Photons = Tokens: The Physics of AI and the Economics of Knowledge

Abstract

Debates about artificial intelligence capabilities and risks are often conducted without quantitative grounding. This paper applies the methodology of MacKay (2009) -- who reframed energy policy as arithmetic -- to the economy of AI computation. We define the token, the elementary unit of large language model input and output, as a physical quantity with measurable thermodynamic cost. Using Landauer's principle, Shannon's channel capacity, and current infrastructure data, we construct a supply-and-demand balance sheet for global token production. We then derive a finite question budget: the number of meaningful queries humanity can direct at AI systems under physical, information-theoretic, and economic constraints. We apply Coase's theory of the firm and the durable-goods monopoly problem to the AI value chain -- from photon to atom to chip to power to token to question -- to identify where economic value concentrates and where regulatory intervention is warranted. We argue that the expansion of the token budget does not resolve a deeper constraint: under structural uncertainty, the decisive variable is not how many questions can be answered but which questions are worth asking -- a problem of agency and direction that computation alone cannot solve.
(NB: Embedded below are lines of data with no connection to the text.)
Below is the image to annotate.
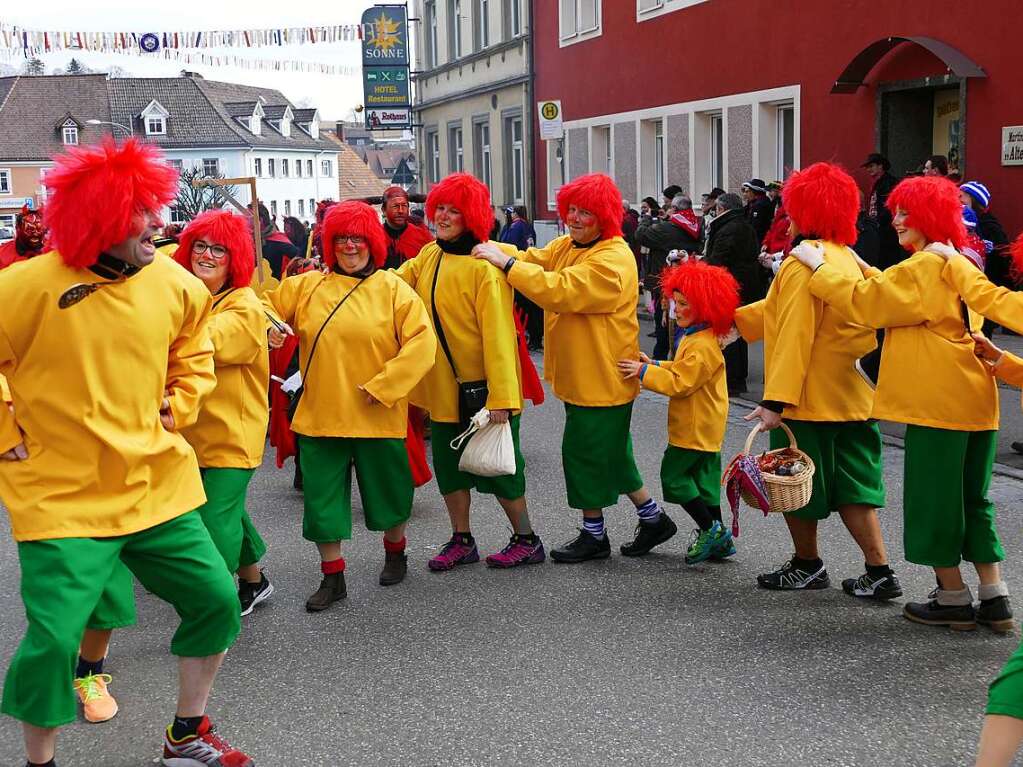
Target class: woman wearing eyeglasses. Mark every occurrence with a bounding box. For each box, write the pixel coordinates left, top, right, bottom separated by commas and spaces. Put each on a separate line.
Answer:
264, 201, 436, 612
172, 209, 275, 616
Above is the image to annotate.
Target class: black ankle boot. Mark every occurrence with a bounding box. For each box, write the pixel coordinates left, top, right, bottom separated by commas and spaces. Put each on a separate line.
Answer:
379, 551, 408, 586
305, 572, 347, 612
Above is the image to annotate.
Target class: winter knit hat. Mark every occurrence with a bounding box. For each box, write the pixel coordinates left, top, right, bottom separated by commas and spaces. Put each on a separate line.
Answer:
959, 181, 991, 209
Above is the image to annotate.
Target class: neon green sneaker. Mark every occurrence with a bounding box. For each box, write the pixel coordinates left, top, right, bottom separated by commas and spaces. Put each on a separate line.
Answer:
685, 521, 730, 565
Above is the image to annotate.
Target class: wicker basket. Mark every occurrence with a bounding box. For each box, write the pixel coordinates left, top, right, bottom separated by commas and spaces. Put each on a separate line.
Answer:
740, 423, 816, 513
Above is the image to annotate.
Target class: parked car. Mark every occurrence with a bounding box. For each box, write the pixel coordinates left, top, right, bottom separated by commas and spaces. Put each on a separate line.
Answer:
0, 226, 14, 243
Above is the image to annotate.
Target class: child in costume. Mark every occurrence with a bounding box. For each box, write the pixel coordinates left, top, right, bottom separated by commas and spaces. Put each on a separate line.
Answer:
264, 201, 436, 611
473, 173, 676, 563
617, 261, 739, 564
0, 137, 252, 767
789, 175, 1009, 631
173, 209, 274, 616
394, 173, 547, 570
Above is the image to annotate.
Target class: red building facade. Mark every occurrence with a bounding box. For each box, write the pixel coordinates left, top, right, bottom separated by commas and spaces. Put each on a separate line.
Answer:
532, 0, 1022, 238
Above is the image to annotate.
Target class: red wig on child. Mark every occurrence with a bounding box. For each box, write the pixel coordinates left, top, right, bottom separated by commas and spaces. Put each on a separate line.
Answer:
425, 172, 493, 243
175, 210, 256, 288
321, 200, 388, 269
556, 173, 623, 240
887, 176, 967, 251
660, 261, 740, 336
43, 137, 179, 268
782, 163, 859, 246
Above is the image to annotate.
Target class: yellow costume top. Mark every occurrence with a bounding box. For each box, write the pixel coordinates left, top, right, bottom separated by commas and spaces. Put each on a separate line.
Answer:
394, 242, 522, 424
508, 235, 640, 407
640, 327, 728, 452
0, 252, 214, 541
735, 241, 876, 421
263, 268, 435, 438
181, 287, 269, 468
809, 252, 997, 431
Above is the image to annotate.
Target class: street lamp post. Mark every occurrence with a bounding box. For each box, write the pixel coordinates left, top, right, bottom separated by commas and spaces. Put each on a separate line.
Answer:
85, 119, 133, 137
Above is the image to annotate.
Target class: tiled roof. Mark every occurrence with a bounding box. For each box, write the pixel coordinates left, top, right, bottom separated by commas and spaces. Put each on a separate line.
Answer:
191, 78, 335, 151
323, 129, 388, 200
107, 78, 245, 149
293, 108, 317, 123
262, 104, 291, 120
0, 74, 112, 161
224, 101, 258, 117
We connect limits of measurement in the token economy to a structural parallel between Goodhart's law and the Heisenberg uncertainty principle, and to Arrow's impossibility result for efficient information pricing. The framework yields order-of-magnitude estimates that discipline policy discussion: at current efficiency, the projected 2028 US AI energy allocation of 326~TWh could support roughly 6.5 × 1017 tokens per year, or 225,000 tokens per person per day -- more than three orders of magnitude above estimated mid-2024 utilization.